La révolution date déjà d'une quinzaine de jours. Le 29 mars dernier, les actionnaires "dissidents" de l'éditeur Take Two, fatigués des magouilles et des scandales, évinçaient le PDG Paul Eibeler (même si celui-ci, on s'en apercevra plus tard, bénéficia d'un parachute plus que confortable) et installaient leur propre directoire. Hier, donc, première conférence post-coup d'Etat, présentation d'un plan de redressement en 100 jours, satisfait ou remboursé. Il y eut des promesses, des perspectives, des avertissements et des références à James Bond.
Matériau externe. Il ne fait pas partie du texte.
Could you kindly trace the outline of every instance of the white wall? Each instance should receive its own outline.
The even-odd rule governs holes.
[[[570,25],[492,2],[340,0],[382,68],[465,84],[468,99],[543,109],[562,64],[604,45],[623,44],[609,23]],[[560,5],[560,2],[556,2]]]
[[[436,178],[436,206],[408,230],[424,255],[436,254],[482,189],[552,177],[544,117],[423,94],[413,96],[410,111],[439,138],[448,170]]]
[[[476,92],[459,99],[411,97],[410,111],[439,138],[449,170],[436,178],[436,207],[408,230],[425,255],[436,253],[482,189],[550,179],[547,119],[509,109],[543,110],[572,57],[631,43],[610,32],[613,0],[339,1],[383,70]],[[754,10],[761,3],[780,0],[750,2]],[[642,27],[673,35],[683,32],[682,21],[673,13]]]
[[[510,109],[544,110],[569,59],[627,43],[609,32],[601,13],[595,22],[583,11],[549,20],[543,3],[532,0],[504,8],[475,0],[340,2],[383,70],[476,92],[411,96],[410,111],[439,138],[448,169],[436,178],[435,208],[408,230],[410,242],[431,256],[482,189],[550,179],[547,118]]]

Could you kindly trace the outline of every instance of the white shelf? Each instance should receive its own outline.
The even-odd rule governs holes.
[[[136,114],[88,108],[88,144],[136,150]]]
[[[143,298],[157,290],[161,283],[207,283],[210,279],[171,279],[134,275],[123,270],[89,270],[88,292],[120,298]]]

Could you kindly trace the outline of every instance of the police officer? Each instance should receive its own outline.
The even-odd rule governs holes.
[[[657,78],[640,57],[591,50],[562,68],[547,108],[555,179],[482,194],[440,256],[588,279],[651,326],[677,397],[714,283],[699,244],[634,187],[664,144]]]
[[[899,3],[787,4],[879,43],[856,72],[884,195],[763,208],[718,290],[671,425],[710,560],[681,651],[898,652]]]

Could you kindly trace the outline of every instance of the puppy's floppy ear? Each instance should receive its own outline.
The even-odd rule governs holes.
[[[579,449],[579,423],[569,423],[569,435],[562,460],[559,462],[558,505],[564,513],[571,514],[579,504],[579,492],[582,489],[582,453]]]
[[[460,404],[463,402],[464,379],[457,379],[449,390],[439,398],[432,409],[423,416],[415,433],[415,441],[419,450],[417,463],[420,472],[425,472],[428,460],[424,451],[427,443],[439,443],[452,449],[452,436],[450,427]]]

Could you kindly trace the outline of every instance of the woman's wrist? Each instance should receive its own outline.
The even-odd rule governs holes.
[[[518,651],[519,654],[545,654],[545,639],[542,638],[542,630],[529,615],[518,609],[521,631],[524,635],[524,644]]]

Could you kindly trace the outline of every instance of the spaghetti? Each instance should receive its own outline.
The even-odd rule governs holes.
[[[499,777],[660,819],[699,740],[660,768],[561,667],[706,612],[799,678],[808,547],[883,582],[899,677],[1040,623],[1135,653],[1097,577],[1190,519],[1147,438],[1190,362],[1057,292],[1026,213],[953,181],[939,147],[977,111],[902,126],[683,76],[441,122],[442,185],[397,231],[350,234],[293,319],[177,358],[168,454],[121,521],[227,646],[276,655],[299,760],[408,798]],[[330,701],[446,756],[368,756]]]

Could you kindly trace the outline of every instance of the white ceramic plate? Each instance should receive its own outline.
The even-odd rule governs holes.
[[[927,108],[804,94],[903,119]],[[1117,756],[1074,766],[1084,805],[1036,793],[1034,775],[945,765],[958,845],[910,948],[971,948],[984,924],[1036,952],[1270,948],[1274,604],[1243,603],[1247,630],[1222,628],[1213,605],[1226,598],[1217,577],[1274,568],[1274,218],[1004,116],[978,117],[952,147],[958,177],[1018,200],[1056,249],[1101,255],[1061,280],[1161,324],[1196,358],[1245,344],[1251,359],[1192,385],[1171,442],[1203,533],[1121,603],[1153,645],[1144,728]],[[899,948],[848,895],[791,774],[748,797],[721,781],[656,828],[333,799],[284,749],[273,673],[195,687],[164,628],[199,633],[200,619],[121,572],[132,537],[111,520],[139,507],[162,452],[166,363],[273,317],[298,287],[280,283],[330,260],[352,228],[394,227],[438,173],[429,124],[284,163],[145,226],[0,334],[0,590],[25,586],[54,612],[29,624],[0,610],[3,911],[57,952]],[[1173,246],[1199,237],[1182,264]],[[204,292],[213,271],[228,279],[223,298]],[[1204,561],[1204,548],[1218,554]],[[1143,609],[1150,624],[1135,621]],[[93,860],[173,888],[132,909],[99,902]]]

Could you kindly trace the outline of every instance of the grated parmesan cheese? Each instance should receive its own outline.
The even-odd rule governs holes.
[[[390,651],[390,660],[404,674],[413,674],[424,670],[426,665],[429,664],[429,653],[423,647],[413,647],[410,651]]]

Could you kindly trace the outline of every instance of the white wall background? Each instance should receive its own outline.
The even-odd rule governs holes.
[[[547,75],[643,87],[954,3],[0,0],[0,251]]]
Et quand tout fut dit, Strauss Zelnick, nouveau président-directeur général, eut cette phrase intéressante : "nous pensons que nous pouvons créer des jeux fantastiques pour les plateformes Nintendo, et cette relation avec le constructeur est extrêmement importante pour nous."
"Extrêmement important" est le mot puisque selon un article de Bloomberg paru lundi dernier, le monde de l'édition jeu vidéo serait désormais séparé en deux camps : ceux qui avaient vu venir la Wii, et ceux qui courent désormais après la tornade. Dans ceux qui étaient préparés, il y a Ubi Soft, avec des titres tels que Red Steel, Rayman : Raving Rabbids ou Splinter Cell : Double Agent. "C'est une plateforme viable qui va nous rapporter de l'argent," estime Tony Key, vice-président du marketing. A vrai dire, les vannes sont déjà ouvertes. Selon Bloomberg, le portfolio Wii a contribué à l'augmentation de 24% des ventes de l'éditeur durant le dernier trimestre 2006. De l'autre côté, on trouve des sociétés telles qu'Electronic Arts qui ont "sous-estimé la demande" pour la console, ne sortant qu'un nombre très conservateur de titres. Electronic Arts qui a vu son chiffre d'affaires baisser de 25% en février, alors que les chiffres globaux de l'industrie jeu vidéo étaient en hausse de 28%.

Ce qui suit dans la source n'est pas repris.